Всем вдруг стало как-то неловко. Захотелось уйти со двора или хотя бы укрыться за конскими спинами. Громко вздохнула Франя.
– Ладно, – звучным голосом припечатала Бирутка, – проходите. Януш!! Коней в стойло…
– Да мы сами, – заторопился Мирек. – Еще наши в лесу есть. Тут как, тихо?
– Было тихо, пока ты не орал, – засопела хозяйка. – Панночка Франя, пожалте в хату. – Обдала Гайли холодом. – Ну, и ты тоже.
– Не пойму, что на нее нашло, – быстро шептала на ухо Гайли панна Цванцигер, пока они, поддерживая саквы[50], спешили за толстухой по коридору. – Они хорошие, и накормят, и спрячут. У тутошней панночки родителей в прошлый мятеж убили, а она все равно не боится. Мне бы быть такой отважной.
– А разве не Бирута хозяйка?
– Не-ет, – Франя затрепетала рыжими ресницами, – она стряпуха. А хозяйка – Волчья Мамочка.
Спросить, отчего здешнюю панну так окрестили, гонец опять не успела. Взвизгнула петлями дверь, и в глаза плескануло солнце. Соткало из пыли, повисшей в воздухе, серебристую паутину.

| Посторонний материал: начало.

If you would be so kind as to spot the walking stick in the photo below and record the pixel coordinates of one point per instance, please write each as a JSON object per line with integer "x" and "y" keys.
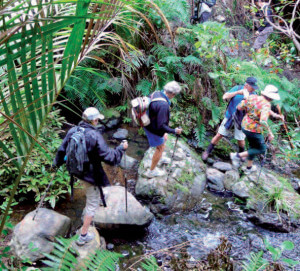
{"x": 263, "y": 161}
{"x": 172, "y": 158}
{"x": 43, "y": 197}
{"x": 125, "y": 177}
{"x": 285, "y": 127}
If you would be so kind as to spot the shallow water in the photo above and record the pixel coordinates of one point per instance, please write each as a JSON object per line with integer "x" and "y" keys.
{"x": 200, "y": 230}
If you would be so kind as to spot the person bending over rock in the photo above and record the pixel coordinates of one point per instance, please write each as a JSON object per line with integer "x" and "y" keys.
{"x": 158, "y": 129}
{"x": 258, "y": 109}
{"x": 94, "y": 177}
{"x": 235, "y": 96}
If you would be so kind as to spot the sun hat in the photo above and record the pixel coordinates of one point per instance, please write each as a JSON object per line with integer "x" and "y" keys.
{"x": 92, "y": 113}
{"x": 271, "y": 92}
{"x": 252, "y": 82}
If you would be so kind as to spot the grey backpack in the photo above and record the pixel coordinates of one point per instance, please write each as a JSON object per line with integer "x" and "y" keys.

– Проходьте. Раненых много?
– Двое. Одного пулей в руку царапнуло, второго саблей задело.
Стряпуха кивнула.
– Вы голодные?
– Нет. Нам бы умыться.
– Принесу. Ночевать останетесь? Я баню истоплю.
Губки Франи дрогнули. Не нужно быть гонцом, чтобы понять, как же ей этого хотелось.

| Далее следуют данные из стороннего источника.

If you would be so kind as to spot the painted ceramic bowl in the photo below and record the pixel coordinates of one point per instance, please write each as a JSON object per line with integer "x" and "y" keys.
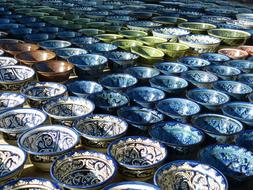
{"x": 84, "y": 88}
{"x": 175, "y": 175}
{"x": 230, "y": 37}
{"x": 171, "y": 34}
{"x": 178, "y": 108}
{"x": 99, "y": 130}
{"x": 65, "y": 110}
{"x": 235, "y": 89}
{"x": 230, "y": 160}
{"x": 14, "y": 77}
{"x": 148, "y": 156}
{"x": 39, "y": 92}
{"x": 171, "y": 68}
{"x": 220, "y": 128}
{"x": 200, "y": 43}
{"x": 46, "y": 143}
{"x": 64, "y": 172}
{"x": 12, "y": 162}
{"x": 30, "y": 183}
{"x": 66, "y": 53}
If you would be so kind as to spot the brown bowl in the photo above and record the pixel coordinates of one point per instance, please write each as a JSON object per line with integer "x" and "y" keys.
{"x": 32, "y": 57}
{"x": 54, "y": 70}
{"x": 17, "y": 48}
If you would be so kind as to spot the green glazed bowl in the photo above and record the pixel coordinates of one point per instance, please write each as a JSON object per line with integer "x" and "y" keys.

– Останемся, – кивнула Гайли. Вздохнула, увидев в настенном зеркале свое мурзатое отражение.
– Ой! Я сейчас, – полезла в сумки Франя.
Бирутка, облив Гайли презрительным взглядом, выцедила сквозь поджатые губы:
– Не надо. Наша панночка любит в мужское одеваться, так что-нить тебе подберу.
И ушла, прикрыв двери так осторожно, что Гайли показалось, будто стряпуха ими хлопнула от всей души. Деликатная Франя, сославшись на что-то срочное, ушла тоже. Недаром же гонец больше всего на свете мечтала остаться одна. Проку от нее все равно немного. С ранеными Бирута управится, а к хозяйству чужую не подпустит. Кто же эта Улька, чтобы от одного вида так напугаться?
Оставив чужие загадки на потом, Гайли выложила на постель свои вещи и занялась методичным осмотром, не трогая пока сапоги, одежду и белье – уж слишком неприятно было бы снова натягивать на себя грязное. Только вытряхнула шерстяной тяжелый плащ да вывернула карманы. Ничего существенного в них не нашлось, кроме денег и размокшей корки хлеба. На табурете Гайли поставила в столбики дюжину золотовок и две с четвертью марки мелочью. Хлеб же, с трудом отворив разбухшую раму, раскрошила на подоконник. За корку немедленно стали драться синицы и воробьи. Их ор, плеск мелких крылышек в голубом небе, запахи разогретой земли – все это была весна. Гайли постояла, закинув голову, зажмурившись, вбирая в себя тепло и свет. Моргнула и вернулась к обыску. Вывалила все из сумки, осмотрела подкладку, кармашки и ремешок. За кожаной подкладкой нашлись три "голубенькие" – общим счетом сорок пять марок – хватит на небольшое стадо коров. Хмыкнув, Гайли повертела в руках тонкий серебряный кубок с чернью и парную к нему баклажку. Отвинтила крышечку, заглянула внутрь, понюхала, отпила – внутри оказалась приторно-сладкая романея. Развязала узелки, попробовала – подмокшие соль и сахар. Перебрала, обнюхала и лизнула сложенные в отдельные холщовые мешочки растертые в порошок крапиву, серпорезник, чабрец… Запас трав в сумке оказался весьма основательным, хотя и меньшим, чем ей казалось. Кроме того имелись свернутое в трубку тонкое льняное полотно, запасные обмотки, шило, охотничий нож в деревянных ножнах, обтянутых рыжей кожей. Охапка кожаных шнурков; коробок из почерневшего серебра с совершенно сухими спичками, липовая ложка, сушеное яблоко; иголки, нитки, ножницы, стальная шкатулка с пол ладони величиной, прячущая зеркальце; перламутровый черепаховый гребень… В общем, ничего необыкновенного. Ничего такого, что могло бы объяснить, чем Гайли занималась всю зиму.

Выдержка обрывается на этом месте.